What the draft would do
The proposed framework is designed to allow investors to finance the construction, modernisation or current repair of strategic port infrastructure assets that remain in state ownership, with compensation to be paid by the Ukrainian Sea Ports Authority under a dedicated contractual mechanism. The draft does not apply to concessions, lease arrangements, joint activity agreements or other investment models governed by special statutory procedures.
Why this matters
This is a notable development for Ukraine’s port sector because article 27 has long referred to a Cabinet-approved mechanism, but such mechanism has not been operational in practice. The explanatory note also makes clear that the initiative is driven by the sector’s funding constraints and the need to attract private capital into strategically important infrastructure.

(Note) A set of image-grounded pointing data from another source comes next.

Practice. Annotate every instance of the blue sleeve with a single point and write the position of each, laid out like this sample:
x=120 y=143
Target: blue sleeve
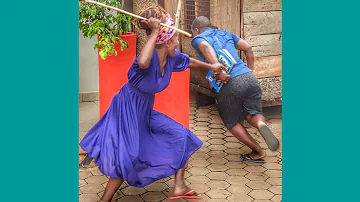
x=181 y=61
x=236 y=39
x=195 y=43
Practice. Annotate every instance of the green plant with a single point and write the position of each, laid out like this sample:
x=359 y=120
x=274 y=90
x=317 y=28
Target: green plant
x=105 y=23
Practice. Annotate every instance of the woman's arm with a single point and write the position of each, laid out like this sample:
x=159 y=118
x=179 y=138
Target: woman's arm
x=147 y=51
x=216 y=67
x=244 y=46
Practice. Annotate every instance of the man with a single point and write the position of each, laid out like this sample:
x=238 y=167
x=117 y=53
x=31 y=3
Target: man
x=240 y=98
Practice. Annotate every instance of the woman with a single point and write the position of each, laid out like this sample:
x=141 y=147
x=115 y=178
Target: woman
x=132 y=142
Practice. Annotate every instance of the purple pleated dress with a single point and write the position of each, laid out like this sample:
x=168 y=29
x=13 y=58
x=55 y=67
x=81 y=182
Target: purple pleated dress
x=134 y=142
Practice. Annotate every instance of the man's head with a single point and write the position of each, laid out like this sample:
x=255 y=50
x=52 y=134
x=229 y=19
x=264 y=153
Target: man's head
x=199 y=24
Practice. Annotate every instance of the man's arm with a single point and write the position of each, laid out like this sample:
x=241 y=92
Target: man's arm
x=244 y=46
x=208 y=52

Key takeaway for investors
The draft creates a legal route for compensation, but it does not create a classic investment-return model. Compensation would generally be limited to the investor’s actual documented costs. In addition, where the relevant asset generates revenue, compensation may be limited to the direct and related income generated by that asset. As currently drafted, the framework does not provide a clear built-in return, indexation mechanism or express protection against inflation risk.
What this means in practice
The proposed mechanism may be more attractive to strategic port users, such as terminal operators, cargo interests and logistics groups, than to purely financial investors. For such market participants, the commercial value may lie less in the compensation itself and more in securing access to infrastructure that is critical to their underlying business. That said, the current draft still leaves open important issues around payment timing, economic protection and allocation of risk.
Next steps
The draft is currently open for public discussion. Market participants with exposure to Ukrainian port infrastructure should consider whether to submit comments, particularly on investor protections, compensation mechanics and the treatment of time-value and inflation-related risks.